As always with our Cook the Book feature, we have five (5) copies of Planet Barbecue! to give away this week.
- 1 whole chicken (3 1/2 to 4 pounds)
- 3 cloves garlic, coarsely chopped
- 1 piece (1 inch) fresh ginger, peeled and coarsely chopped
- 2 teaspoons coarse salt (kosher or sea)
- 2 teaspoons sweet paprika
- 2 teaspoons ground turmeric
- 2 teaspoons ground coriander
- 1 teaspoon ground cumin
- 1 teaspoon freshly ground black pepper
- 1/4 cup vegetable oil
- 1 can (12 ounces) club soda or beer (optional)
- Lemon wedges, for serving
Remove and discard the fat just inside the neck and body cavities of the chicken. Remove the package of giblets and set it aside for another use. Rinse the chicken, inside and out, under cold running water, then drain and blot it dry, inside and out, with paper towels. Remove the skin from the chicken, if desired. You can pull most of it off with your fingers; use a paring knife to cut the skin away from the wings and ends of the drumsticks. Make two deep slashes to the bone in both sides of the chicken breast and in each leg and thigh so that the spices and heat will penetrate the meat more easily.
Place the garlic, ginger, salt, paprika, turmeric, coriander, cumin, and pepper in a mortar and pound them to a smooth paste with a pestle, then work in the oil. If you don’t have a mortar and pestle, you can make the spice paste in a food processor (a mini processor works better than a full-size processor, but you can use a full-size processor if you scrape down the side of the bowl often with a rubber spatula). Run the processor until the garlic and ginger are finely chopped, then gradually add the oil and puree to a smooth paste.
Spoon about 1 tablespoon of the tandoori paste into the neck and body cavities of the bird, spreading it around with the spatula. Place the bird in a baking dish or aluminum foil pan just large enough to hold it. Spread the remaining spice paste over the chicken on all sides. (Alternatively, you can marinate the bird in a large, heavy-duty, resealable plastic bag.) Let the chicken marinate in the refrigerator, covered, for 6 hours or as long as 24; the longer it marinates, the richer the flavor will be.
Set up the grill for indirect grilling, place a drip pan in the center, and preheat the grill to medium.
If you are cooking the chicken on a can, pop the tab off the can and drink half of the club soda or beer (or pour it out). Using a church key–style can opener, make 2 additional holes in the top. If you are using a beer-can chicken roaster, pour half of the club soda or beer into it. Remove the chicken from the marinade, setting aside any remaining marinade. Hold the chicken upright, with the opening of the body cavity at the bottom, and position the bird on the can or chicken roaster so that it fits snugly into the cavity. If you are using a can, pull the legs forward to form a sort of tripod, so the bird stands upright. The rear “leg” of the tripod is the can. You don’t need to do this if you are using a chicken roaster. Tuck the tips of the wings behind the chicken’s back. Alternatively, truss the bird with butcher’s string or a bamboo skewer.

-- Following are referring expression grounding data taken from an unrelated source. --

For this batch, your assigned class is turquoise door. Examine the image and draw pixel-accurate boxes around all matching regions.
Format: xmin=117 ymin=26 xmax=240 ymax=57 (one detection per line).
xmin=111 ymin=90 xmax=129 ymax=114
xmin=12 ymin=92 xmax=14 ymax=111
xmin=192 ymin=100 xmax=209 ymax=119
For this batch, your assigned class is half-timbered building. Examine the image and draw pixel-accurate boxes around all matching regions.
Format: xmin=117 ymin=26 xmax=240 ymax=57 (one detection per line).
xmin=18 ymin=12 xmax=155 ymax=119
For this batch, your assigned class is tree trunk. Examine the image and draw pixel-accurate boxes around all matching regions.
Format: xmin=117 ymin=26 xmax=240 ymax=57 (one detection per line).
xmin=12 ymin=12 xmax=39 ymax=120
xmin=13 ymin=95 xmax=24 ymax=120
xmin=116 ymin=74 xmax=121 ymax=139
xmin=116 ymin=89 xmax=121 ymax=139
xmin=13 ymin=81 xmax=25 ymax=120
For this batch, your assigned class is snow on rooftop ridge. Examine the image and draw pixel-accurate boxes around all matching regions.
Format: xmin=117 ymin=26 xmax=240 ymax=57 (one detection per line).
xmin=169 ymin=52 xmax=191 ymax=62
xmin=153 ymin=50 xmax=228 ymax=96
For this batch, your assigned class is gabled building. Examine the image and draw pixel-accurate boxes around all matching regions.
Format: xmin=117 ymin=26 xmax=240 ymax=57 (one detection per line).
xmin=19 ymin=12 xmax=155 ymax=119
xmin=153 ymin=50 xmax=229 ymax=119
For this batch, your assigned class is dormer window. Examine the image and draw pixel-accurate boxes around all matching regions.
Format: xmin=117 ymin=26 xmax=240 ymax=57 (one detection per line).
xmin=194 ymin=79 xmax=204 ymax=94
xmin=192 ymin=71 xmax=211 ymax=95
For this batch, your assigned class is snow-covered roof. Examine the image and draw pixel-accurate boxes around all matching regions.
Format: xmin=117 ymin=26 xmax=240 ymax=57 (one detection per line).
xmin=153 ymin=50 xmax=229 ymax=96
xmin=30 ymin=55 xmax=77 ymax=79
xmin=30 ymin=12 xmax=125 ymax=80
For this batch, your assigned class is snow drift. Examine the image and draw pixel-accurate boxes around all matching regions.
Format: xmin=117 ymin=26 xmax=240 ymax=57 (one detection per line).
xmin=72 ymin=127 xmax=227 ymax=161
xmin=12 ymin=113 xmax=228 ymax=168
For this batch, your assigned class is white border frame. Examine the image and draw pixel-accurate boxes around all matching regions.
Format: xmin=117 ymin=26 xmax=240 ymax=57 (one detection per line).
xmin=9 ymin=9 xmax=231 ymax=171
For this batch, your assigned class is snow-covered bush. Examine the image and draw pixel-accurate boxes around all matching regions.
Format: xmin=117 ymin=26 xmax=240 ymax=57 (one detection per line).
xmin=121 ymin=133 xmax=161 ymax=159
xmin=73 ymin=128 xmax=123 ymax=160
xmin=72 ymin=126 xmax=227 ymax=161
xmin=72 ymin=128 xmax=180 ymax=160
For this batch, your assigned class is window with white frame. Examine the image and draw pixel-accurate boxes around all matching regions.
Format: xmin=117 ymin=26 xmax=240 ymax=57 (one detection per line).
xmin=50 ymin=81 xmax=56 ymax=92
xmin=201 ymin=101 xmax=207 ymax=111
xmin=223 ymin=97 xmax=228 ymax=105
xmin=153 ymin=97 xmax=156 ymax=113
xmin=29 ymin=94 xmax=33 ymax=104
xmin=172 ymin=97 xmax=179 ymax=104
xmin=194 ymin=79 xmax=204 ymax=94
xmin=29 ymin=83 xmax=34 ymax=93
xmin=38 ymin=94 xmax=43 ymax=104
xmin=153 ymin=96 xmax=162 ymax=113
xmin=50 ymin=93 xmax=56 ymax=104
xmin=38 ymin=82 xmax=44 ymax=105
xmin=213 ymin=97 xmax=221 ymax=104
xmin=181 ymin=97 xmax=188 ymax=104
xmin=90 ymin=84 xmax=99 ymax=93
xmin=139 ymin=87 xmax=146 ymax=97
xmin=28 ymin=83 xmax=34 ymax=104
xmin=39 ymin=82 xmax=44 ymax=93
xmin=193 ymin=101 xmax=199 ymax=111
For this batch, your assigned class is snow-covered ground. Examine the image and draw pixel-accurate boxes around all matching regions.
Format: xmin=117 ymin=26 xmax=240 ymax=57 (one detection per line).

When ready to cook, place the chicken, on the can or roaster if using, in the center of the grate over the drip pan and away from the heat. Spoon any remaining marinade over the chicken, then cover the grill. Grill the chicken until it is handsomely browned and cooked through, about 1 hour for a skinless bird, about 1 1/4 hours if the bird is skin-on. Use an instant-read meat thermometer to test for doneness, inserting it into the thickest part of a thigh but not so that it touches a bone. The internal temperature should be about 170°F. If the top of the bird starts to brown too much, loosely cover it with a small piece of aluminum foil.
Transfer the chicken to a cutting board and let it rest for about 5 minutes. Carefully lift the chicken off the can or roaster, if using. Cut the chicken into pieces and serve with lemon wedges.